In my interactions, I increasingly hear the word Agility as a key requirement to survive the VUCA (Volatile,Uncertain, Complex and Ambiguous) world. Agility is deeply connected to learning and learning if I may stretch a point, in turn to self-doubt and a dash of sense of humor.

So no uniforms and certainly no peacocks, please!

 

 

Tyranny of Shoulds

David-Hitch_Life-At-Blandings

I have been a fan of Wodehouse ever since I could toddle up and say boo to a goose. Not that geese were willing and indulgent listeners in the parts where I grew up. When you look at vintage Wodehouse, his humor more often than not hinges on the concept of Noblesse Oblige (Take for instance Bertie Wooster’s inability to square up to his aunts and his consequent spiral into humorous tangles).

Wikipedia describes Noblesse Oblige as “a French phrase literally meaning ‘nobility obligates’. It denotes the concept that nobility extends beyond mere entitlements and requires the person of status, to fulfill social responsibilities, particularly in leadership roles”.

Noblesse Oblige is a whole bunch of Shoulds that society, community, family, and our own conscious and sub conscious self ingrains in us from the time we are born. Noblesse Oblige operates as a deep belief in most of us who live in civilized societies (may be in uncivilized ones too for that matter, especially when it comes to first dibs at the communal cannibal pot!). And it operates in incredibly insidious ways.

I saw this in a session with a senior member of  a leadership team in a mid tier start up experiencing vigorous growth.  The technology team that he led consisted of some young blood, which caused work-ethic dissensions.

And he found it extremely difficult to relate to the fact that the millennials have scant patience for the business of slogging in the trenches. He was exasperated at their sense of entitlement,   their poor dedication to work and an unending anxiety to pursue multiple interests at the same time. “They don’t stay late or work on weekends even if we have severe deadlines”, he retorted. ” However he could not deny the fact that they delivered at the same pace as the rest of the workforce. . What he sought was a connection, a way to motivate them.
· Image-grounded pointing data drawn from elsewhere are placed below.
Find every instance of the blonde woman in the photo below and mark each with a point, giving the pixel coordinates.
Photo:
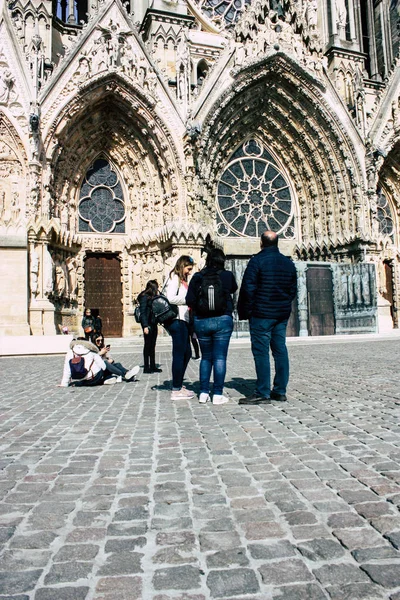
(175, 289)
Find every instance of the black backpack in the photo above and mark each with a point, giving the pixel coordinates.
(211, 300)
(77, 367)
(163, 311)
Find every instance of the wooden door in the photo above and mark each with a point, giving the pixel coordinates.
(321, 320)
(103, 291)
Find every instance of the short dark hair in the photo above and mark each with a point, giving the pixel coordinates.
(269, 238)
(215, 258)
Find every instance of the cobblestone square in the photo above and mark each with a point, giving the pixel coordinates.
(118, 493)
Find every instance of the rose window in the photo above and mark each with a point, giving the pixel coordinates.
(101, 206)
(254, 195)
(226, 12)
(384, 215)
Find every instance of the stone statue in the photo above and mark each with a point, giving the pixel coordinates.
(365, 286)
(344, 291)
(311, 13)
(48, 272)
(72, 280)
(341, 13)
(6, 83)
(34, 273)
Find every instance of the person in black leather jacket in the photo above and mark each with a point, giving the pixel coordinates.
(265, 299)
(149, 327)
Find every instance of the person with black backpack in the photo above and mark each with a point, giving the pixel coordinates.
(210, 297)
(175, 290)
(149, 326)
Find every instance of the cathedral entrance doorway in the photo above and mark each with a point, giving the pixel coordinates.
(103, 291)
(321, 319)
(388, 285)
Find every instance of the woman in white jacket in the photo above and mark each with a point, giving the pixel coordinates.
(93, 363)
(175, 290)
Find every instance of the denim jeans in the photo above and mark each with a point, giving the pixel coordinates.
(213, 334)
(266, 333)
(181, 351)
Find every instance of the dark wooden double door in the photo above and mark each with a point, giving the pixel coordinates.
(103, 291)
(321, 320)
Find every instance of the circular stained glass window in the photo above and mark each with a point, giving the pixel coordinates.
(226, 12)
(384, 215)
(253, 195)
(101, 205)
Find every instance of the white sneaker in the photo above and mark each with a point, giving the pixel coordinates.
(181, 394)
(218, 399)
(203, 398)
(132, 372)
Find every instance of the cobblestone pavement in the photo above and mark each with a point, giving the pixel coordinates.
(117, 493)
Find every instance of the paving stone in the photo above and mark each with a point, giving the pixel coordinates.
(321, 549)
(71, 571)
(235, 557)
(81, 552)
(308, 591)
(119, 588)
(281, 549)
(377, 553)
(340, 573)
(177, 578)
(387, 575)
(358, 538)
(60, 593)
(219, 541)
(19, 581)
(122, 563)
(287, 571)
(232, 582)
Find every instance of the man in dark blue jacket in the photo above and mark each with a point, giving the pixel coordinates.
(265, 299)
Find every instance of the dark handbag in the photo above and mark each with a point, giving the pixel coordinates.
(163, 312)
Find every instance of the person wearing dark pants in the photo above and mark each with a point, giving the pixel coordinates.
(149, 327)
(176, 289)
(266, 295)
(181, 351)
(213, 326)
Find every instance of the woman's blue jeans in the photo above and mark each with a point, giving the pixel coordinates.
(213, 334)
(181, 351)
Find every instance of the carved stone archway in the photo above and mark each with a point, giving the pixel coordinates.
(285, 107)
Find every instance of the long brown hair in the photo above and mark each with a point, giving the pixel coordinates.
(182, 262)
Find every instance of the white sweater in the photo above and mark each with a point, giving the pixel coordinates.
(176, 294)
(89, 358)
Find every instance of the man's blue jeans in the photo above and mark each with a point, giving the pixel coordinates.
(213, 334)
(266, 333)
(181, 351)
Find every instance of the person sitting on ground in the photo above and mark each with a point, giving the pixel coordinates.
(83, 366)
(88, 323)
(149, 326)
(112, 367)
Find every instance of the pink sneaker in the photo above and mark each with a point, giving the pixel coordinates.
(181, 394)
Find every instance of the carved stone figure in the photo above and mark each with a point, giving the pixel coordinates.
(6, 83)
(34, 273)
(365, 285)
(341, 13)
(48, 272)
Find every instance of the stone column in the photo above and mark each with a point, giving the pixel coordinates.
(302, 302)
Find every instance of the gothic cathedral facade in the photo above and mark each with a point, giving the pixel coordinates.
(133, 132)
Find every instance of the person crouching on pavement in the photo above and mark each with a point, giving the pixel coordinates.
(265, 299)
(93, 369)
(112, 367)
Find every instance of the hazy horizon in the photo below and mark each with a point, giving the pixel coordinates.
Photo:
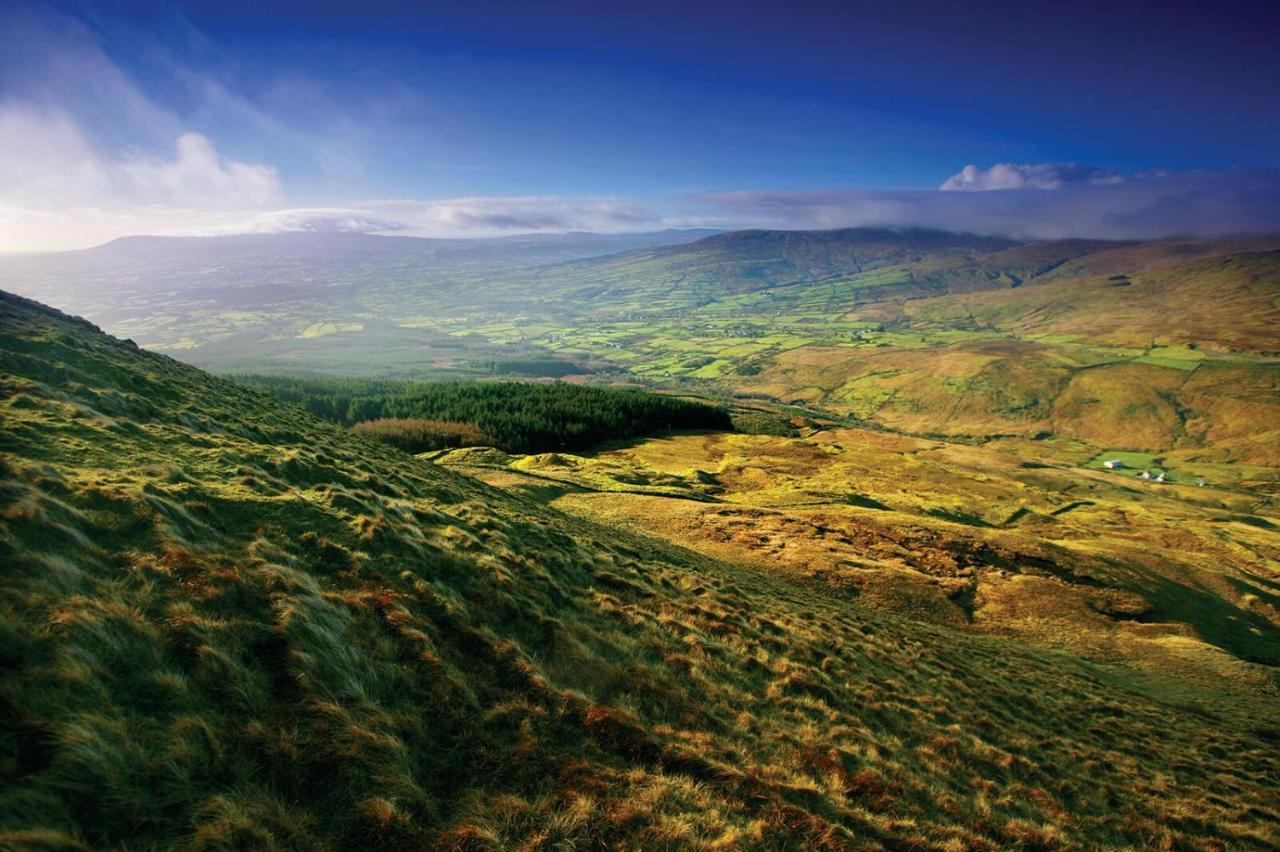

It took me a while ( quite a while in fact) to get him to see  the possibility that it might be his problem and not theirs. While his attitude towards this age group was a case in point, it actually  demonstrated  the way his belief system had ossified his thought and caged him in the tyranny of the Shoulds over time “they should be like this and they should be like that ;they should put work above everything else ;they should be patient; they should put in long hours, juxtaposed with the familiar  “this is how we did things things in our times and therefore we progressed”

He was racked by the belief that anything in life ‘should’ be earned the hard way and over a period of time  sans any short cuts. This had come from the struggles of his own life and career and anything else was inconceivable to him. Through the conversation it became evident to him that most of his ‘Shoulds ‘ were a burden he carried, that got in the way of his ability to derive the best out of his team and his own self; He realized the inescapable truth  that this disability manifested itself in almost all spheres of his life. In short his ‘Shoulds’ had tyrannized him into responding in ways that had made him less effective and more miserable.

On the one hand a consciously adopted belief system can strengthen moral fiber and lend clarity to action. For instance, his belief that as a parent he is responsible for exemplifying and role modeling the values of kindness and compassion to his childrenOn the other hand not being aware how sub consciously adopted beliefs debilitate and misdirect response to an environmental stimulus. For instance in this specific case, the anger/frustration emanating from the violation of his ‘Shoulds’ leading to his rejection of the non-conforming youngsters ( but were effective at their jobs nevertheless), and consequent lack of empathy leading to an uninspired and uninspiring team.

In other words, imbibing a little less of Bertie Wooster and a little more of Alfie Dolittle from My Fair Lady ( who seems to have had very few shoulds except having fun in life ) would further being  a more effective human being and an inspiring leader.